1) In a large saucepan/pot, melt 1 stick butter over medium high heat. If you have a sifter use it otherwise do your best to sprinkle in the flour at a steady pace while stirring vigorously with a whisk or whatever you have the lets you stir vigorously. Do this until all the flour is incorporated with the butter and let cook until golden light brown, probably around 5 to 8 minutes.
2) Pour in milk and whisk until everything incorporated, add mustard salt and pepper and lower the heat to medium and simmer until the mixture really starts to thicken. About 5 more minutes (keep stirring, just not vigorously)
3) Remove pan from heat and whisk in cheddar, Gruyère*, and half the Parmesan. Continue whisking until melted and smooth (I mean you can use all the cheese, cheese ratios are open to interpretation)
4) Mix in the macaroni, and mix it good, you want cheese inside and out, this is arguably the most important step.
5) Grease up your backing dish with any butter you have left try to get a good layer all up the sides and transfer your mac and cheese. Even it out but don’t make it to pretty you want to get some good crunchies on the top.
6) In a small bowl, combine remaining Parmesan with Panko and oil. Sprinkle mixture over macaroni, then season with more black pepper.
7) Bake that goodness until bubbly and golden, 25 to 30 minutes.
8) Let sit for 10 minutes before serving so you don’t injure your guests and garnish with chopped parsley
Curry Chicken To Serve A Long Winded British Author Drinking Himself To Death
Morat's Pub Curry Chicken
This is a creative expansion on a recipe I got from hanging out with too many Brits, who have great taste in whiskey but not much else.
What you need:
4 split chicken breasts, cut into 1-inch cubes (I recommend brining these in buttermilk overnight)

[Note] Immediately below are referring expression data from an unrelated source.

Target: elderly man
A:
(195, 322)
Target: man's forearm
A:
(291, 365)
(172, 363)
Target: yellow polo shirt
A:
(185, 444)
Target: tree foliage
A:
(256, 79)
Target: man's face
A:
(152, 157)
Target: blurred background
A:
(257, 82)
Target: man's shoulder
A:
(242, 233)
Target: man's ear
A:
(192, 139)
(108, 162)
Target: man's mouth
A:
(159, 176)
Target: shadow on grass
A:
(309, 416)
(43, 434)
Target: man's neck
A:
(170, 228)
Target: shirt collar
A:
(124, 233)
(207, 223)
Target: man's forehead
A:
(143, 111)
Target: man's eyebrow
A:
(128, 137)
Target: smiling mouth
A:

1/2 tsp. salt, 1/2 tsp. pepper
1 medium onion, chopped
4-5 medium carrots, chopped into 1/2-inch pieces
4 cloves garlic, finely chopped
1-2 Thai red chili peppers, finely chopped
1 tbsp. tomato paste
1 1/2 tbsp. curry powder, 2 tsp. flour, 1/2 tsp. turmeric, 1/2 tsp. ground cumin
1 1/2 tsp. minced ginger
2 cups hot chicken stock
1 cup table cream (18% M.F.)
1 tbsp. sweet mango chutney (Coming soon from the OBGG test Kitchen)
Basmati rice (how much is up to you)
How you do it:
1) Heat vegetable oil over medium-high heat and add chicken pieces. Season these in the pan with kosher salt and pepper. Cook until chicken is white on all sides, about four to five minutes.

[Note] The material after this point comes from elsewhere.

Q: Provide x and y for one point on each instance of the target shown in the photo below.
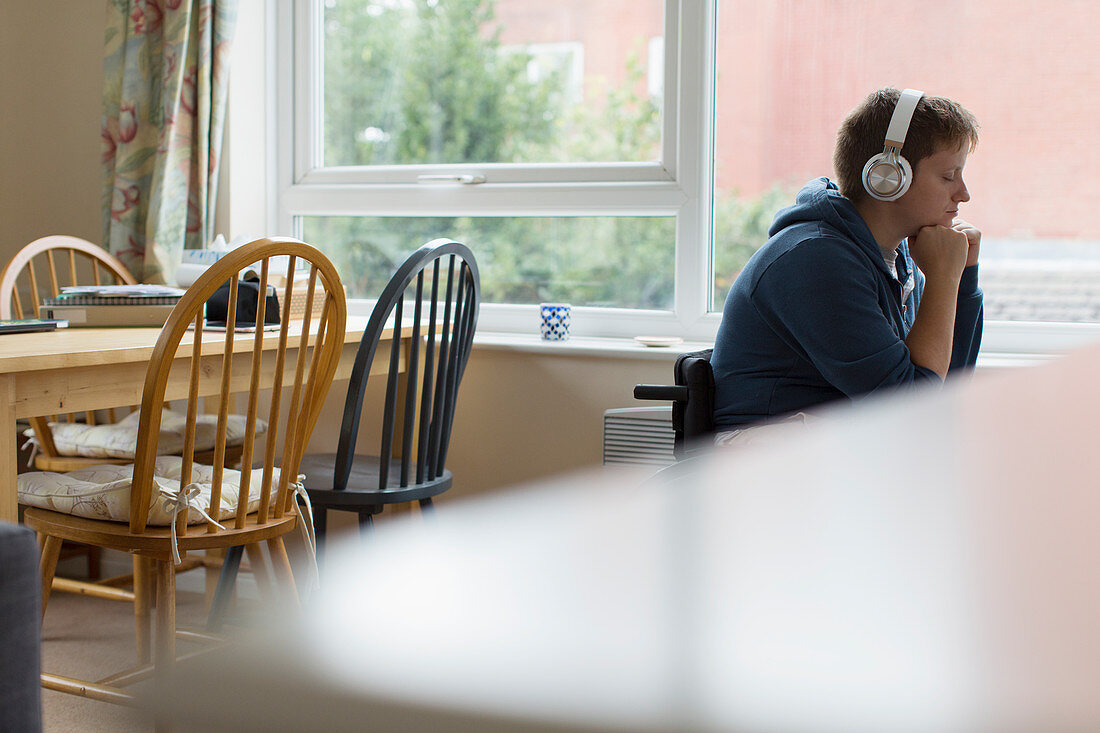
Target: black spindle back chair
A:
(440, 285)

2) Add onions, carrots, garlic, and chili pepper. Cook over medium heat until onions are softened — not fully caramelized, just toasty brown.
3) Stir in tomato paste, coating the vegetables and chicken.
4) Toss in the curry powder, flour, turmeric, cumin, and ginger. Stir this unholy concoction until dry.
5) Add in chicken stock and bring to a boil, then add in the cream. Once it returns to a boil, lower the heat and simmer for 30 minutes, stirring until its nice and thick.
Now, whether you made just enough for one meal or a whole pot, this stuff gets better with time. You can simmer it all night or stick your pot in the fridge overnight and start simmering in the AM — just make sure to gradually add more stock or water as it simmers. (Or just eat it all now — it’s your food.)
6) Stir in mango chutney just before serving. (Keep an eye out for this highly-anticipated OBGG item — “Cause it ain’t Indian unless you got the chutney”)
Serve over Basmati rice or with Naan bread for dipping.